When using doc.getPageImageList(pno), all images in the PDF document are listed, instead of only the images in that specific page. Additionally, fitz.open(pdf_file) correctly lists the number of pages in the PDF file.
This happens only using some of the PDF files I've tested this on. I have used this package without issues on many files. Is there a way to check properties of the PDF file to understand why this happens?
MacOS
PyMuPDF 1.17.0: Python bindings for the MuPDF 1.17.0 library.
Version date: 2020-05-13 20:05:13.
Built for Python 3.7 on darwin (64-bit).
This may hapen and is a normal phenomenon.
Some PDF creators just decide to list all images ever used by any page in a central, "parent" /Resources object, even if any single page may not contain all or even any of these images.

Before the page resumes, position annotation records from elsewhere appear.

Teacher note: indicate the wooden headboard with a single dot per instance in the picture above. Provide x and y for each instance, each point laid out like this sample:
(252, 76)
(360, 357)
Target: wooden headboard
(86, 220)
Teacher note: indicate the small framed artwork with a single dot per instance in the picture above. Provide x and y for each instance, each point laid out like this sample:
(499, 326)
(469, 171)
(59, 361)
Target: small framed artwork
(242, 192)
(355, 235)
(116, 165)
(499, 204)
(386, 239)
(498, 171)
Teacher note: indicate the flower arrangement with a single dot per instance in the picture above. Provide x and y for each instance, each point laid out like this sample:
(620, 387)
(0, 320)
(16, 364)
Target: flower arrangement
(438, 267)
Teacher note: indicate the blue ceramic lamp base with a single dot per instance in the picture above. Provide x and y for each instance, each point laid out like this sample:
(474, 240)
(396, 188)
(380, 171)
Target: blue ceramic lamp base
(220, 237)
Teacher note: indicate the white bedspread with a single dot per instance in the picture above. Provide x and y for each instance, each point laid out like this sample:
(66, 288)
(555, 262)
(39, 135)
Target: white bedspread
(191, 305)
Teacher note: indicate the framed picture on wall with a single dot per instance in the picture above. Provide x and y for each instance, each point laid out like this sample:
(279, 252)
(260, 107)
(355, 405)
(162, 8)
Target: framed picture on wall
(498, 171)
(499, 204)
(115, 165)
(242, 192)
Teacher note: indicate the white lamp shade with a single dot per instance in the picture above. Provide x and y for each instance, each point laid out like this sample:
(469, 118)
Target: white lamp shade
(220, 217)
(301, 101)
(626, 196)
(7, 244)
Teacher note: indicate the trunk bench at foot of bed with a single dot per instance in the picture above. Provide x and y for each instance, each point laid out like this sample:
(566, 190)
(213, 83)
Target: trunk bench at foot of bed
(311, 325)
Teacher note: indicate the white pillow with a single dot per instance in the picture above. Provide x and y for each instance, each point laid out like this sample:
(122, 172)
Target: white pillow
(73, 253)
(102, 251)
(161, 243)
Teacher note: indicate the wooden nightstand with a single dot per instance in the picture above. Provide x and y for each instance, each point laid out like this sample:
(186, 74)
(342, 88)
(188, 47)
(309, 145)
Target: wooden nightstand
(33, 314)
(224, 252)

Looking at the documentation you wil find more explanation on this.
If you absolutely need the sublist of images actually in use, check if page.getImageBbox() returns an infinite rectangle for that image.
Page /Resources is an _inheritable_ object - see the glossary of the documentation. This notion / feature is used to offer ways for reducing specification effort for PDF creators.
If I remeber correctly, page.cleanContents() will localize the resources and more precisely reflect what this page is actually doing. So this is another option for getting sure - allthough it does change the page.
Thank you for the quick response. I'll try both methods.